When the number of the power supply modules 12 is multiple, optionally, in another specific implementation manner of the embodiment of the present application, the control module is further configured to: monitoring the electric quantity of the power supply module, sending a prompt and sending a positioning request to the charging module 12 which is in wireless communication connection with the control module when the power supply module is in a power-shortage state, and receiving position information fed back after the charging module 12 which is in wireless communication connection with the control module receives the positioning request. The power shortage state refers to a state when the remaining power of the power supply module is a certain proportion of the power in the full charge state, and the proportion can be determined according to actual requirements, such as 10%, 5%, 15% and the like; the prompt sending mode can be a mode of voice, vibration and the like which can achieve the purpose of reminding the user; the charging module 12 establishing wireless communication connection with the control module may be a part or all of the charging module except for the power supply module. In this specific embodiment, when the power supply module is in a power-down state, the user can be timely reminded, and the position information of the charging module 12 is obtained, so that the user can find the charged charging module 12 in time to replace the power supply module.

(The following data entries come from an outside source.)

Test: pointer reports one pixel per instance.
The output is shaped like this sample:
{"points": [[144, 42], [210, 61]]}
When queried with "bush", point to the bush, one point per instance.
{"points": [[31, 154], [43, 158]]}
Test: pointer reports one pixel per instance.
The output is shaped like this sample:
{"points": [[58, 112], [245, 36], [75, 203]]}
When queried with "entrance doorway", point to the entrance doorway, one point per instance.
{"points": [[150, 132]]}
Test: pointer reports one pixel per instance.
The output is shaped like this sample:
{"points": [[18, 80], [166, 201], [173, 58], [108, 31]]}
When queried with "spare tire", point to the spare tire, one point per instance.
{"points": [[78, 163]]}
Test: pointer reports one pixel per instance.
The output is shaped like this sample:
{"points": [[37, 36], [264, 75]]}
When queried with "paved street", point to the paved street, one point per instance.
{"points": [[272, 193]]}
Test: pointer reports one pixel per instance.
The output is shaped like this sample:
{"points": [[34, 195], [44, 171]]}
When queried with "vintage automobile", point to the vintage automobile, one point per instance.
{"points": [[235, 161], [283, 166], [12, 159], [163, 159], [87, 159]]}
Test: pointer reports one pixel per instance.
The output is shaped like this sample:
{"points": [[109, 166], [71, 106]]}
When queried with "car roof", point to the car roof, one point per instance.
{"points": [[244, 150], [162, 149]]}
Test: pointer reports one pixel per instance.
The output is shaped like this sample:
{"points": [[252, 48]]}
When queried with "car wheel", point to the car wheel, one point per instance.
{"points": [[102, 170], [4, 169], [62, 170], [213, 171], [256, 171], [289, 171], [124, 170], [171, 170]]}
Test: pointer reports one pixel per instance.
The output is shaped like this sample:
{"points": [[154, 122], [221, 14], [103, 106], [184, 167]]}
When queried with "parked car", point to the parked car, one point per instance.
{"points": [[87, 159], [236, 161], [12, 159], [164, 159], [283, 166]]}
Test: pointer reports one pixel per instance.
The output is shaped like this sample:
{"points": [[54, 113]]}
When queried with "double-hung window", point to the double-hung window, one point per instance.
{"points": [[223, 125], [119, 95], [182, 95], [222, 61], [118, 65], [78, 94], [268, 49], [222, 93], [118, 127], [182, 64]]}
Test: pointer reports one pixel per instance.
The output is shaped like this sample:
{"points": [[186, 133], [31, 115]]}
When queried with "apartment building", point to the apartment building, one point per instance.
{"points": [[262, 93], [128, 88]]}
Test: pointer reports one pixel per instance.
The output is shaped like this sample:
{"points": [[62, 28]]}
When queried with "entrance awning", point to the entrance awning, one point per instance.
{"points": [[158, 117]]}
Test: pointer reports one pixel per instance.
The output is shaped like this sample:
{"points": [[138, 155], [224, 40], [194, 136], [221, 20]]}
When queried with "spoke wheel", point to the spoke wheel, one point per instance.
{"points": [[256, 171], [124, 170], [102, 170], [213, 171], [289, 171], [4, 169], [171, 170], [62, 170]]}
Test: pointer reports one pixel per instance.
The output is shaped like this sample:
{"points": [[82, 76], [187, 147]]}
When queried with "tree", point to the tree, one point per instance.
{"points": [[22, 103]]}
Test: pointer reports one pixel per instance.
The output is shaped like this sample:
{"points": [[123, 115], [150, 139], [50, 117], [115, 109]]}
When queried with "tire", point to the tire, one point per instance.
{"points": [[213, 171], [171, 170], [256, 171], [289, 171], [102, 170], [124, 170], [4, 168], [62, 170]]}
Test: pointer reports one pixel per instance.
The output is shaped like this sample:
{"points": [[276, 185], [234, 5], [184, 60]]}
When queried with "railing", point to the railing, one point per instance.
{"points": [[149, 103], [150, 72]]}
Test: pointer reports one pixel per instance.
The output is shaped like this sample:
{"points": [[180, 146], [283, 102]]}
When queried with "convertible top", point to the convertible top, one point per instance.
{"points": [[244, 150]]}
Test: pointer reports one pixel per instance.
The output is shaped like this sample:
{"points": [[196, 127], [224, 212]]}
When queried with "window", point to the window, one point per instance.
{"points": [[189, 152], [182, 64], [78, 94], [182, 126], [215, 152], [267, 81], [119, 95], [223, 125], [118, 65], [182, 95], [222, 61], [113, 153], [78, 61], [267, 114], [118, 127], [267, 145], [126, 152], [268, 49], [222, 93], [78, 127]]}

Optionally, in another specific implementation manner of the embodiment of the present application, the control end 11 is a mobile terminal. The mobile terminal herein may include a mobile terminal such as a mobile phone, a tablet computer, a notebook computer, a palm top computer, a Personal Digital Assistant (PDA), a Portable Media Player (PMP), a navigation device, a wearable device, a smart band, a pedometer, and the like. Of course, the control terminal 11 may be a part of a solar charger.

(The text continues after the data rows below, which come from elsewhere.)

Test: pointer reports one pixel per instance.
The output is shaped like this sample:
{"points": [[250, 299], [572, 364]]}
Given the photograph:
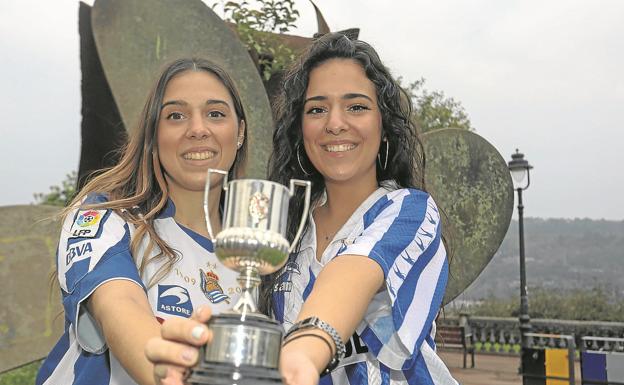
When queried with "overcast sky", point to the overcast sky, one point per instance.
{"points": [[541, 76]]}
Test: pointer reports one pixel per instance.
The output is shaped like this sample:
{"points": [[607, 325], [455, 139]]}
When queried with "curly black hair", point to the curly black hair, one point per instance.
{"points": [[405, 163]]}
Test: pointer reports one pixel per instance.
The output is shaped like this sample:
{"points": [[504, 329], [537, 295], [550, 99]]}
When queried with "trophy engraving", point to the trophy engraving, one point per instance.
{"points": [[246, 344]]}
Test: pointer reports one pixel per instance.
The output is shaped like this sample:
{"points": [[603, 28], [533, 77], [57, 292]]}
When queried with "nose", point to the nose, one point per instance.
{"points": [[197, 128], [336, 122]]}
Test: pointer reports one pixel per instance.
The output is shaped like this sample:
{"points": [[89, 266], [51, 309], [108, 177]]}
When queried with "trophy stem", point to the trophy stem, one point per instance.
{"points": [[248, 279]]}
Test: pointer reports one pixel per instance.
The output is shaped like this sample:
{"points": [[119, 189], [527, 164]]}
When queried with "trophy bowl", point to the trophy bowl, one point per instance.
{"points": [[246, 345]]}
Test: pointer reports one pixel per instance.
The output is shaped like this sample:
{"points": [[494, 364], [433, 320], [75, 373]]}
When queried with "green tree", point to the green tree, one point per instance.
{"points": [[433, 110], [255, 22], [587, 304], [59, 195]]}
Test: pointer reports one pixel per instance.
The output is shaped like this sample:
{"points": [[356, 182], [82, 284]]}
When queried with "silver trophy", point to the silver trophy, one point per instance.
{"points": [[246, 344]]}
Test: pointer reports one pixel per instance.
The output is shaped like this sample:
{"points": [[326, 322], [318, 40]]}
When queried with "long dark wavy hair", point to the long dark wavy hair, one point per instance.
{"points": [[135, 186], [406, 159]]}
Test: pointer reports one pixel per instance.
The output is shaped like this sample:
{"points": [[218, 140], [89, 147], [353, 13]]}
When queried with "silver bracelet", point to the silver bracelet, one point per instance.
{"points": [[315, 322]]}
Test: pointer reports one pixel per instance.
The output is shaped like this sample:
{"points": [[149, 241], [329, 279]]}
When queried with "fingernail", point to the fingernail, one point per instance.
{"points": [[189, 355], [160, 371], [198, 332]]}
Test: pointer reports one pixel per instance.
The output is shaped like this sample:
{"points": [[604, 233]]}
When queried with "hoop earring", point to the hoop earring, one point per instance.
{"points": [[384, 140], [299, 161]]}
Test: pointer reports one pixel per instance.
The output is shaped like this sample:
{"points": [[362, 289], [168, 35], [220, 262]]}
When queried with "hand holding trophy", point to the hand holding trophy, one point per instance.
{"points": [[246, 344]]}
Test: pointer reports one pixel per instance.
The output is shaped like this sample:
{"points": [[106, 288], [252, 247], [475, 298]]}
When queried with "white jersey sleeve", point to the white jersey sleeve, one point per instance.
{"points": [[94, 248], [402, 233]]}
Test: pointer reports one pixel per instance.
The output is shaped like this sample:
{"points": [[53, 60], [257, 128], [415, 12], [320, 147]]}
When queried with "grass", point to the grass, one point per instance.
{"points": [[24, 375]]}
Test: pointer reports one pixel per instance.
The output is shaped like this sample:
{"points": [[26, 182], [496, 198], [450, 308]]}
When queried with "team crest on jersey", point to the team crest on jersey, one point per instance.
{"points": [[175, 300], [211, 288], [87, 223], [284, 280]]}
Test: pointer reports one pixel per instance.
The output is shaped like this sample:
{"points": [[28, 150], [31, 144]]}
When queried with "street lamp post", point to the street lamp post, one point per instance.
{"points": [[519, 168]]}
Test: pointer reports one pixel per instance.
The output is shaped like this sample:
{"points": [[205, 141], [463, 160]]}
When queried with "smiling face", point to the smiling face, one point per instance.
{"points": [[197, 129], [342, 123]]}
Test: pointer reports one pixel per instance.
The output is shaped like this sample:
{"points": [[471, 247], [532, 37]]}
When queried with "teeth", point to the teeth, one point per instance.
{"points": [[339, 147], [199, 155]]}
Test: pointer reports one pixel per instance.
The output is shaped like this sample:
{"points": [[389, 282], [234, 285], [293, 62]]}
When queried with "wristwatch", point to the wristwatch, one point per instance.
{"points": [[317, 323]]}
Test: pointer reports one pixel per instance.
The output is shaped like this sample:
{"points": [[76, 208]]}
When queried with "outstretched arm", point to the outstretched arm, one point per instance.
{"points": [[121, 309], [341, 294]]}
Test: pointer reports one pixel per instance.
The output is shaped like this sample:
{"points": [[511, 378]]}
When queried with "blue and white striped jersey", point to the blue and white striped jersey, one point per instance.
{"points": [[394, 343], [94, 248]]}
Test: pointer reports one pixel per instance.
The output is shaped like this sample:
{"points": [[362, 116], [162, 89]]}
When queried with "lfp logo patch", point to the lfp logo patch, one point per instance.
{"points": [[175, 300], [87, 223], [88, 218]]}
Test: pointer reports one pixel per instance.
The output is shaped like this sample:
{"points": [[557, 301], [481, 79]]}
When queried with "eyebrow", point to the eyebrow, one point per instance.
{"points": [[183, 103], [352, 95]]}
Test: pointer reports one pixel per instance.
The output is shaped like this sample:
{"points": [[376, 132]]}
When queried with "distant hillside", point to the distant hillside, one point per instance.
{"points": [[560, 253]]}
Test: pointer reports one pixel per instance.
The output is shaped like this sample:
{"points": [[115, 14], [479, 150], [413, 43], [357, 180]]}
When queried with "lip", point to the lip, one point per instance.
{"points": [[336, 152], [199, 150]]}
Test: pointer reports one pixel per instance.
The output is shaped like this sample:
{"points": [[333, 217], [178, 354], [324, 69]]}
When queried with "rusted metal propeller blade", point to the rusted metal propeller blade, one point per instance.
{"points": [[471, 183]]}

Optionally, in another specific implementation manner of the embodiment of the present application, the charging module 12 is further configured to: and monitoring the electric quantity of the charging module 12, and sending the position information of the charging module 12 to the control terminal 11 when the charging module 12 is full of electric quantity. It is understood that the charging module 12 herein refers to a charging module that is charged in a solar lighting environment. In this embodiment, when the charging module 12 is fully charged, the position information of the charging module is timely sent to the control end 11, so that the user can timely retrieve the charging module 12.

Optionally, in another specific implementation manner of the embodiment of the present application, the wearable module is further included. The wearing module is used for wearing the charging module 12 on a target object. Wherein, wear module convenience of customers and wear module 12 that charges on the target object, convenience of customers places module 12 that charges on the one hand, and on the other hand, when the target object was pet, shepherd dog etc. has also played the locate function of user to pet, shepherd dog etc.. Of course, the target object may be other objects, such as branches, railings, etc.

For convenience of understanding, the control terminal 11 is taken as a mobile terminal to illustrate a specific embodiment:

As shown in fig. 2, a schematic structural diagram of a mobile terminal provided in the embodiment of the present application is shown, and the following description will take the mobile terminal as an example for explanation. In the following description, suffixes such as "module", "component", or "unit" used to denote elements are used only for the convenience of description of the present application, and have no specific meaning by themselves. Thus, "module", "component" or "unit" may be used mixedly.

Referring to fig. 2, the mobile terminal 200 may include: an RF (Radio Frequency) unit 201, a WiFi module 202, an audio output unit 203, an a/V (audio/video) input unit 204, a sensor 205, a display unit 206, a user input unit 207, an interface unit 208, a memory 209, a processor 210, and a power supply 211. Those skilled in the art will appreciate that the mobile terminal architecture shown in fig. 2 is not intended to be limiting of mobile terminals, and that a mobile terminal may include more or fewer components than shown, or some components may be combined, or a different arrangement of components.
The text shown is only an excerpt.